Two days from now, Hannah will face the first of her surgeries needed to repair her cleft lip and palate. Our household is a mixed bag of emotions. In one breath I can say how truly thankful and grateful I am that we have the honor of providing this life changing surgery for Hannah, but then in the next, I can truthfully admit there is a certain level of grief and mourning happening in our home. We have had to answer some tough questions in our house: "Mommy, why do we have fix Hannah's lip if that is how God made her?" and "I wish we didn't have to change Hannah. She's so cute now!" or "I'm gonna make sure I get lots of clefty kisses from her between now and Tuesday!"
Since the day we got home the most frequently asked question about Hannah has been, "When will you do the surgery?" There was a sense of eager anticipation of getting the ball rolling on her recovery and correcting all that needed to be corrected. In the world's eyes there may be a sense of eagerness and anticipation leading up to Tuesday. But in our eyes, the totally biased eyes, of her parents? We are grieving and longing for more time. One more big, wide smile. One more tongue out moment of concentration. One more giggle about food dribbling out. Another attempt to blow bubbles or the seeds off a dandelion. One more kiss.
Please don't get me wrong. We would never want Hannah to face her life with an unrepaired cleft. Having her surgery will change her life dramatically. She'll be able to speak clearly and have an outward appearance that is more socially accepted. She will have the ability to hear more clearly and get the nutrition she needs. We want her to have all those things and we know the surgery is essential for her to have a lifetime of health. Knowing all this still doesn't remove the ache or the sting of loss. You see, these lips, this face, it is precious to us. It is the only way we've known Hannah and it is the Hannah we laid eyes on in September 2014 and fell in love with. It is likely a large part of the weaving of her story and how she came to be our daughter.
On Tuesday, Hannah will enter the operating room our little Hannah. She will emerge a time later, still our Hannah, but looking unlike anyone we've met before. It will be as though we are meeting all over again. I know the day will come that we will see her smile and the sparkle in her eye and it will just be...her. Who she is. We will adjust. She will adjust. And much of this will all be memory.
So that is what these last few days have been about in our home. We have celebrated her amazingly beautiful little face. We have savored it, taken it all in, and secured as many memories as we possibly can. We cannot forget this little girl, with the wide, uncertain eyes who came to our family so angry and afraid, yet has blossomed into a child whose smile radiates joy. I am stealing as many clefty kisses as she will give. I am taking as many pictures and videos as my phone will hold. So she won't be forgotten. Just as she is. I hope that one day she will look back at all these pictures and see what we see. Our daughter, full of life, and full of beauty.
I assure you, on Monday night there will be tears. Tears of sadness of saying goodbye to something so sweet and precious to us. Tuesday morning there will be tears of uncertainty, but there will be a sense of peace. Peace that the journey is just beginning and that we are so humbly thankful we get to walk through it with her. Precious daughter. Loved. Cherished. No longer alone to fight these battles with no one by her side.

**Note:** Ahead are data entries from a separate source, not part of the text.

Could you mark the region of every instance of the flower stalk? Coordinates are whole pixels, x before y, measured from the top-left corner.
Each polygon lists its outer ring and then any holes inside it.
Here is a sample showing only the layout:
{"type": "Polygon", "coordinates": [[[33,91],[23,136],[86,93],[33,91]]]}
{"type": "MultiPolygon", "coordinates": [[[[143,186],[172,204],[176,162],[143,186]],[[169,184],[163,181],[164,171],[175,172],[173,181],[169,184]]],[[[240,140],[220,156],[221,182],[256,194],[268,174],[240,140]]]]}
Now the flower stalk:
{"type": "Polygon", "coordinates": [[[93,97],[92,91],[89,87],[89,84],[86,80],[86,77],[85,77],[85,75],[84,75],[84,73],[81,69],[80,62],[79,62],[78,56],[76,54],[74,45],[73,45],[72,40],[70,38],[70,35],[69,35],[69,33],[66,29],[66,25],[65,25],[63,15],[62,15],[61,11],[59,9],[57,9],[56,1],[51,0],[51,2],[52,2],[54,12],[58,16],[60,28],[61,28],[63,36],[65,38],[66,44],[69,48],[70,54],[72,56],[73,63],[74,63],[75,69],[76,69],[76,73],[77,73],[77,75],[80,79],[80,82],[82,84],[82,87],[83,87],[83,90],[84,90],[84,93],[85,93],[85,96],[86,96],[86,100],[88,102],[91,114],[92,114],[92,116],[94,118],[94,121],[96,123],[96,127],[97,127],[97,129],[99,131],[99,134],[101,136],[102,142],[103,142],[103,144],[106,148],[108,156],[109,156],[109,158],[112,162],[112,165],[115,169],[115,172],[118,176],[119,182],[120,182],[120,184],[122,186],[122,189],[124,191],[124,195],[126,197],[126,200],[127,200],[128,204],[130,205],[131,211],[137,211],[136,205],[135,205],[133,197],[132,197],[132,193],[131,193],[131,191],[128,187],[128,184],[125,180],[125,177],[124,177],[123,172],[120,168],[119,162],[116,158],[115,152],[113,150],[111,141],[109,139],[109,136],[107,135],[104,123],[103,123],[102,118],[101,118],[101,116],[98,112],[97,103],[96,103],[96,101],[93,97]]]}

So we spend the next two days painting a canvas of memories with her. Tuesday morning we will kiss her sweet lips one last time and say good-bye to this chapter of our time with her. Soon we will kiss her new beautiful face. Soon her pain will subside to offer what will be the first of her forever smiles. And we will cry. Tears of sadness, tears of mourning and loss, and tears of joy and thankfulness.
So until Tuesday we will be here, with our daughter, just etching it all in.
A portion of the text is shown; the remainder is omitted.